Where to start: one process, one pilot
The most common mistake is trying to automate everything at once. The most successful path is the opposite: start with one clear process and see it through to the end. A recommended sequence:
- Pick one pain point — a process that repeats every day and frustrates the team (e.g. answering the same questions or entering invoices).
- Describe how it works now — who does what and when. Without clear logic there is nothing to automate.
- Launch a pilot — a small working version for a single process, so you see the result in practice rather than in theory.
- Measure and refine — compare how much time and how many errors you have saved.
- Only then scale up — once the pilot works and proves its worth, add the next process.
This step-by-step approach reduces risk: you invest little, quickly see whether it pays off, and only then raise the bar.
How to measure the value (ROI)
The value of AI automation is usually measured very concretely — in hours saved. The calculation is simple: how many hours a week the process used to take versus how many it takes now. Multiply the difference by the cost of an hour of work and you get the monthly value in euros.
Example: if request triage used to take 8 hours a week and after automation only 1 hour remains, you save 7 hours a week, i.e. about 28 hours a month. Alongside time, also consider the "soft" benefits:
- Speed — customers get an answer straight away, not the next day.
- Fewer errors — manual entry mistakes are expensive.
- More capacity without new hires — the team can handle a larger volume.
Tip: before you start, write down your current figures (time, number of errors). Without a "before" snapshot there will be nothing to compare the "after" against.
What drives the price
There are no fixed prices for AI automation, and there cannot be — needs vary too much. The same "chatbot" can be a simple FAQ responder or a sophisticated assistant connected to several systems. The final price is shaped most of all by:
- Process complexity — one clear rule versus many branches and exceptions.

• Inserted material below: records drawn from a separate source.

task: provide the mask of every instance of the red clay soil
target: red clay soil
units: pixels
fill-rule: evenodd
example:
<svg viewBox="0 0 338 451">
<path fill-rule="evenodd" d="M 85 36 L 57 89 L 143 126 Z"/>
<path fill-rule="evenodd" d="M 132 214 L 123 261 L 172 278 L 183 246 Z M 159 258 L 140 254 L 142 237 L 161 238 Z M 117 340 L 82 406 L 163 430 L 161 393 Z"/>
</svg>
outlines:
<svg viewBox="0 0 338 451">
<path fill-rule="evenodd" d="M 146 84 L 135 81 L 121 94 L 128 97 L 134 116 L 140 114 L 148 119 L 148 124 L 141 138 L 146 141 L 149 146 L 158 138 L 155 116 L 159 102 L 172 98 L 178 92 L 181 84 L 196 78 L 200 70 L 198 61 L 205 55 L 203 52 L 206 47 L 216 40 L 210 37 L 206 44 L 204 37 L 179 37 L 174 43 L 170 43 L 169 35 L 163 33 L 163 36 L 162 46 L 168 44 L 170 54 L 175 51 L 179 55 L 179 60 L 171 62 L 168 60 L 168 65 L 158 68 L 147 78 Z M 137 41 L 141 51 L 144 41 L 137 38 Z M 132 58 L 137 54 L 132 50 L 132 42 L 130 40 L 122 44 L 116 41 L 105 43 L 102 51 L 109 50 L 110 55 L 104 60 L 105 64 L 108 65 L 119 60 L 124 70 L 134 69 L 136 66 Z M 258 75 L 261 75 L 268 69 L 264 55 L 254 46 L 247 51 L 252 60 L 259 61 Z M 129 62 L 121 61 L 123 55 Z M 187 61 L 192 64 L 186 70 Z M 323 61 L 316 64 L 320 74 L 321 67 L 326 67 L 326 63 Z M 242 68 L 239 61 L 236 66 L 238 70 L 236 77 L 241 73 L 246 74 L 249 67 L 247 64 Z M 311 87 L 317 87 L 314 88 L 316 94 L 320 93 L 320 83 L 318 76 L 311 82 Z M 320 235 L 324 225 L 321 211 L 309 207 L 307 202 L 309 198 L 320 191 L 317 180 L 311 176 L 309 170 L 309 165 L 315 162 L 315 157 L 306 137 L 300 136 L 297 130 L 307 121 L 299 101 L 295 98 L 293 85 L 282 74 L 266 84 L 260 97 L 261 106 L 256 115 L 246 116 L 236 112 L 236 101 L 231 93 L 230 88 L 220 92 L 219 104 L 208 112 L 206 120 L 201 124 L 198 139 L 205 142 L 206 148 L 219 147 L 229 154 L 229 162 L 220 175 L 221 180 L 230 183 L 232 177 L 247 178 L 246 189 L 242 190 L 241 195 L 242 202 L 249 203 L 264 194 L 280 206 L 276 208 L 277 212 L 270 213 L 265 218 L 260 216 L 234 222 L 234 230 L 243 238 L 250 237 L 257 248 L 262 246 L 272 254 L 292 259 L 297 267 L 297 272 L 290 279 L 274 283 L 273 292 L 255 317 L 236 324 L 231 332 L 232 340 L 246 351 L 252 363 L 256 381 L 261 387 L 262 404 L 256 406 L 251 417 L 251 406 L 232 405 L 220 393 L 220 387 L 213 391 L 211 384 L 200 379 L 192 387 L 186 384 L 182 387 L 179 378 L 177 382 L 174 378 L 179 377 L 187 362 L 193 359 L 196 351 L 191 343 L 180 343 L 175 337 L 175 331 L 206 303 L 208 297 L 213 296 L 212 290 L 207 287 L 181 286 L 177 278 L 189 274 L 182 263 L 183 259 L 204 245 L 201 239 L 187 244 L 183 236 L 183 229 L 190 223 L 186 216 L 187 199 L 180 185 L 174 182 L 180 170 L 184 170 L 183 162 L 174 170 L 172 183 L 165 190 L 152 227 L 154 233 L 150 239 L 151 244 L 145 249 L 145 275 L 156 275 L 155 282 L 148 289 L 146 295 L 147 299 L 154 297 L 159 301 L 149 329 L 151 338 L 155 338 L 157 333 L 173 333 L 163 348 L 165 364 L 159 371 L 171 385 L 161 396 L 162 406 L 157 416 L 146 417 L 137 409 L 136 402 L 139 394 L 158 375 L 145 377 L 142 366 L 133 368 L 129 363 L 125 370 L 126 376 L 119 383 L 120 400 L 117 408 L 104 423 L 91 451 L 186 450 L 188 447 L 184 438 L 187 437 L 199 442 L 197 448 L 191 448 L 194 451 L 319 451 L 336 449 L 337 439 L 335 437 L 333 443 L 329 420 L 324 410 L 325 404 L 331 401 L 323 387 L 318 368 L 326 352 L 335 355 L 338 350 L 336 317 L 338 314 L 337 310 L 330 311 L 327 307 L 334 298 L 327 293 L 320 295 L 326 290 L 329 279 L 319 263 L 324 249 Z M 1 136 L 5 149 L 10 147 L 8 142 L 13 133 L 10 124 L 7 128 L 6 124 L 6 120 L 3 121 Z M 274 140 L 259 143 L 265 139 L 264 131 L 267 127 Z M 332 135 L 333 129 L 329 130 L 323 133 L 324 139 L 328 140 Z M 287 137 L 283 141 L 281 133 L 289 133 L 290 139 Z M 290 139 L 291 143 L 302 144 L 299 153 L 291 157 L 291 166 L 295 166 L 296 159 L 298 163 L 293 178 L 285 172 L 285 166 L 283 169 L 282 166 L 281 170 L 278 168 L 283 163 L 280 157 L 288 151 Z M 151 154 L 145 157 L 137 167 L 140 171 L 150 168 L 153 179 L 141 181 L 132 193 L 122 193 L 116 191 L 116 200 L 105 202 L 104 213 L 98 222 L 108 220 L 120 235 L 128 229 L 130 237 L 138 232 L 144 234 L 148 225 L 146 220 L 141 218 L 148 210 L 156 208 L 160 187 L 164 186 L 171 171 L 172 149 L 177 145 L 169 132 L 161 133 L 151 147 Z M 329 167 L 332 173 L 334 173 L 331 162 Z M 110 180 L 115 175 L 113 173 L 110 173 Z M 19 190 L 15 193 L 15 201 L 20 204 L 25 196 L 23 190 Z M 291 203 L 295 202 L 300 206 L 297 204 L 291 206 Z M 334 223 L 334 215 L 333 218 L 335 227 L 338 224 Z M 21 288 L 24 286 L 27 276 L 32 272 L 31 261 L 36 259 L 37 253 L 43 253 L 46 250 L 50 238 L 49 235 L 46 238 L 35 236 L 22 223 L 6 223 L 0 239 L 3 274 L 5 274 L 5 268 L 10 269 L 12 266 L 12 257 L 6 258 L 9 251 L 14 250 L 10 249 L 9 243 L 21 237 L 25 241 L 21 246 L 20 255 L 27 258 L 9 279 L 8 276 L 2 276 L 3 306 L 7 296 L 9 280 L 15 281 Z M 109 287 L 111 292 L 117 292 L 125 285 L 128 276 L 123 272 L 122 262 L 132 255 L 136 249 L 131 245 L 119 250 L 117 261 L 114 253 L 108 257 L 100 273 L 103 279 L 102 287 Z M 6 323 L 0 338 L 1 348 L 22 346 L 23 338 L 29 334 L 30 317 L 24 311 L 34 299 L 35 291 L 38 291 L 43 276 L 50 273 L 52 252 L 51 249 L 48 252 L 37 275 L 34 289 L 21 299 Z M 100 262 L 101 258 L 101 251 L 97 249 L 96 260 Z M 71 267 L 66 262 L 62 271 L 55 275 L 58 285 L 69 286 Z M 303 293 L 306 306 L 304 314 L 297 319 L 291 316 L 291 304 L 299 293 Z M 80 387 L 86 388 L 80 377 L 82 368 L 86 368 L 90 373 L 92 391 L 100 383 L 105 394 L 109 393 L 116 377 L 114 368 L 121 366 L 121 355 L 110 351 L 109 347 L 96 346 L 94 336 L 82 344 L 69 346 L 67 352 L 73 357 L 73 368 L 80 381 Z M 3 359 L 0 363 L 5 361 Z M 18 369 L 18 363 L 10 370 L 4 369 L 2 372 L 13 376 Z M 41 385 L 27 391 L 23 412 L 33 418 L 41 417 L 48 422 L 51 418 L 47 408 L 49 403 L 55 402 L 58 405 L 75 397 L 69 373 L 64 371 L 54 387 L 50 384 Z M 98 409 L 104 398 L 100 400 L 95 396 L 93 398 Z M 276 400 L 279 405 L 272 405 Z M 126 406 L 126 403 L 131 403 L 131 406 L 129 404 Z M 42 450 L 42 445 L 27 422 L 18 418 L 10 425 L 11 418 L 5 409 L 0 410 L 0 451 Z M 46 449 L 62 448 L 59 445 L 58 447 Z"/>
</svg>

- Number of integrations — how many systems need to be connected (email, CRM, online shop, accounting).
- State of the data — whether the data is tidy or needs to be cleaned up first.
- Volume — how many enquiries or documents are processed per month.
- Maintenance — a one-off solution versus one that is continuously improved and maintained.
On top of the build, there are often monthly costs for the AI tools used (depending on volume). That is why the exact figure is always set on a case-by-case basis — tell us which process you would like to automate and we will prepare a specific proposal. Get in touch and we will discuss your case.
Security and GDPR
When AI handles your data or your customers' data, security is not optional. In brief, here is what to keep an eye on in 2026:
- Personal data — processed in line with GDPR; only what is genuinely needed is collected.
- Where the data is stored — it is worth choosing solutions that do not share your data for model training.
- Access control — who can access what.
- Human oversight — an approval step is kept for important decisions.
If your team lacks confidence working with AI, AI training can help — it teaches people to use the tools safely and effectively in their day-to-day work.